Volume 8, Issue 1, 2011
Rethinking the Individual’s Place in an African (Esan) Ontology
The paper challenges the dominant view of the individual’s place in an African (Esan) structure of Being or culture as one cast in the midst, and subject to the operations of (spiritual) forces, which are independently real and existent and can make or mar the individual’s existence based on the kind of relationship he/she establishes with them. The individual is expected to have reverence and awe for these forces; hence he/she is consistently striving to fit into the established structure of Being for his/her own good.

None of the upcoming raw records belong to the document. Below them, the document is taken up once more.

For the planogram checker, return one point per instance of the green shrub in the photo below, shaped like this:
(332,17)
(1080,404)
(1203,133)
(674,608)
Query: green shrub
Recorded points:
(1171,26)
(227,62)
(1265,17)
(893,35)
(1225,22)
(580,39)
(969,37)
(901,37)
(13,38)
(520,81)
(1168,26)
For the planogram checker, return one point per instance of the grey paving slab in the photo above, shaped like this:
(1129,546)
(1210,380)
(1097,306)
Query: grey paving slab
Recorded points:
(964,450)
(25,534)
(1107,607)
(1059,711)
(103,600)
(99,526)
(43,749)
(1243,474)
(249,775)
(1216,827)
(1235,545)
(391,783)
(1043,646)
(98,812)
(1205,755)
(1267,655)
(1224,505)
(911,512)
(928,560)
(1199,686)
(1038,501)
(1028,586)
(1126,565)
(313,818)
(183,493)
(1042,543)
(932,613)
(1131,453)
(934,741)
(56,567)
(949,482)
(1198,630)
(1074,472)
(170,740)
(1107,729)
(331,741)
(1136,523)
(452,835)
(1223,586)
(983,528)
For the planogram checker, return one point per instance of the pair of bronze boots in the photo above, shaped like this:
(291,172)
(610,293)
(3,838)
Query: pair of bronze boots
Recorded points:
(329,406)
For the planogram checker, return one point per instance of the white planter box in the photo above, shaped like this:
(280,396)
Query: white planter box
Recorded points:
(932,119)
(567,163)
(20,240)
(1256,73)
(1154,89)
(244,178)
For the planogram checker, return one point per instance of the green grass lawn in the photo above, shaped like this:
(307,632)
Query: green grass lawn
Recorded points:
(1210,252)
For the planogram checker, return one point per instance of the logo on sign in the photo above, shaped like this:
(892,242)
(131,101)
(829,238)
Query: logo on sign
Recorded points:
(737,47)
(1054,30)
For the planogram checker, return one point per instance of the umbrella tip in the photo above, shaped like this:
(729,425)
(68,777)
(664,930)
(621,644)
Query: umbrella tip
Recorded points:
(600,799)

The paper asserts that this is not a fair situation because it is the individual who conceptualizes and constructs such an idea of Being to account for his/her perplexing, multifaceted experiences and his/her ontological wonder; the individual is the fundament of Being; he/she
illuminates Being. Thus, though the structure of Being in which the Esan finds himself/herself playing important roles in his/her life and in the society, he/she must not always strive to fit into it, particularly when it outlasts its suitability for answering fundamental and baffling questions that keep confronting the individual in his/her existence. Since Being keeps unfolding and our knowledge of the Being-process is never complete, the individual must therefore consistently revisit, re-conceptualize and improve on the prevalent conception or structure of Being in order to account for current experiences that confront him/her.